Every time a cell divides, making an exact copy of itself, its DNA divides as well. However, each time the DNA divides, the process by which chromosomes are duplicated causes the telomere at each end of every chromosome to get a bit shorter. After many cell divisions, the telomeres can become so short that additional cell divisions cause the loss of functional, essential DNA, and that means almost certain death for the cell.

Telomeres in humans are repeats of the nucleotide sequence TTAGGG. It’s the identical sequence in many vertebrate species and very similar in most other eukaryotes. The number of times the sequence repeats varies across species; in humans, the number is about 2,000. At birth, the telomeres in most human cells are long enough to support 80–90 cell divisions. In a 70-year-old person, the telomeres are long enough for only about 20–30 divisions.

Occasionally, individuals are born with telomeres that impair functioning of a protein that helps maintain the nucleus of cells. This interferes with normal cell functioning in numerous ways, including damaging the cell’s telomeres, causing them to be much shorter than normal. In these people, the normal functioning of many genes is disrupted, and their cells and tissues begin to appear aged very soon after birth (FIGURE 6-2). As a consequence, children born with this disorder rarely live beyond the age of 13.

This observation, in conjunction with the observation that telomeres get shorter with each cell division, might seem to suggest that continually rebuilding the telomere after each round of division would be an effective strategy for allowing a cell and its descendants to function for a longer time than normal.
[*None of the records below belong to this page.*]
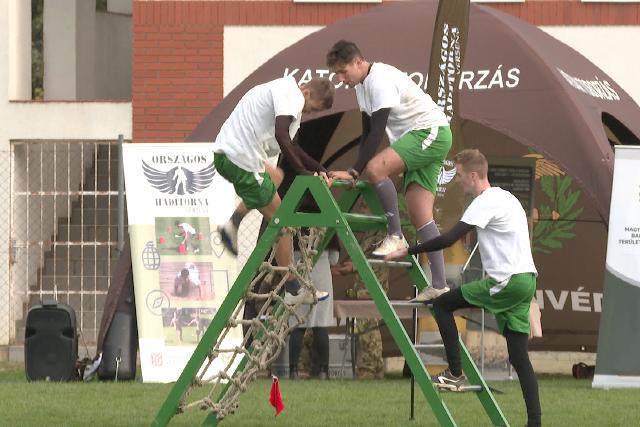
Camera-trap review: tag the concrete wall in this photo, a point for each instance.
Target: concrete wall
(113, 48)
(48, 121)
(19, 13)
(87, 54)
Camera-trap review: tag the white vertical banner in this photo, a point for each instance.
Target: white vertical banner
(619, 335)
(182, 272)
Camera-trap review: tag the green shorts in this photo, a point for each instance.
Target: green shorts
(423, 153)
(256, 189)
(510, 305)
Such a line of cells would never die. By extension, it’s tempting to imagine that constantly rebuilding telomeres might act like a fountain of youth. Unfortunately, it does not.

Figure 6.2: Only children. These siblings were born with a genetic condition known as Hutchinson-Gilford progeria syndrome. Born with shorter-than-normal telomeres, they appear to age at a rapid rate.
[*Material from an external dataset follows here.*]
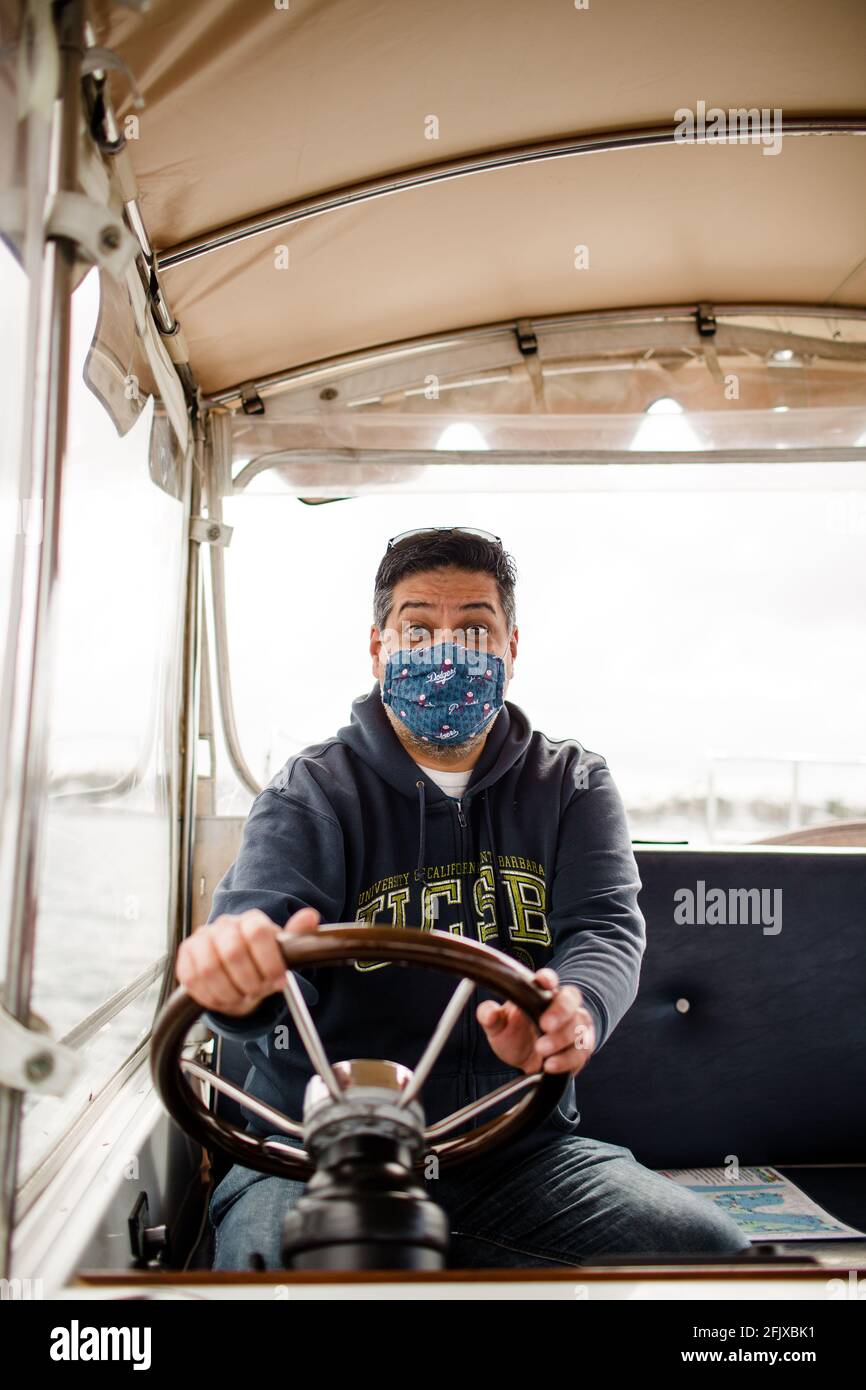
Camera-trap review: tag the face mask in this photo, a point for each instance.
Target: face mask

We know this because there are some cells that do acquire this feature. These cells rebuild their telomeres after each cell division, restoring the chromosomes’ protective caps. For single-celled organisms and for the cells that divide to produce sperm and eggs in multicellular organisms (cells that must go through many thousands of rounds of cell division), this telomere rebuilding is essential.

Unfortunately, for most of the other types of cells that rebuild their telomeres with each cell division, the telomere rebuilding presents a big problem: the cells are unable to stop dividing. Such cells commonly go by another name: cancer. Because telomere rebuilding occurs in (and possibly is necessary to) many human cancers, researchers have hopes that inhibiting it might help fight cancer. This process is already the target of some anti-cancer drugs now being researched. In any case, because one of the defining features of cancer is runaway cell division, discovering a cure for cancer will necessarily involve a deep understanding of cell division.

In this chapter, we investigate the processes that enable cells to divide and create new cells. Prokaryotes exhibit one method of cell division (called binary fission), and it serves all of their cell division needs. Eukaryotes exhibit two methods of cell division, mitosis and meiosis, each of which has a specific purpose in a eukaryote’s life cycle. We’ll explore normal cell division and discuss what happens when cell division does not proceed in the normal way.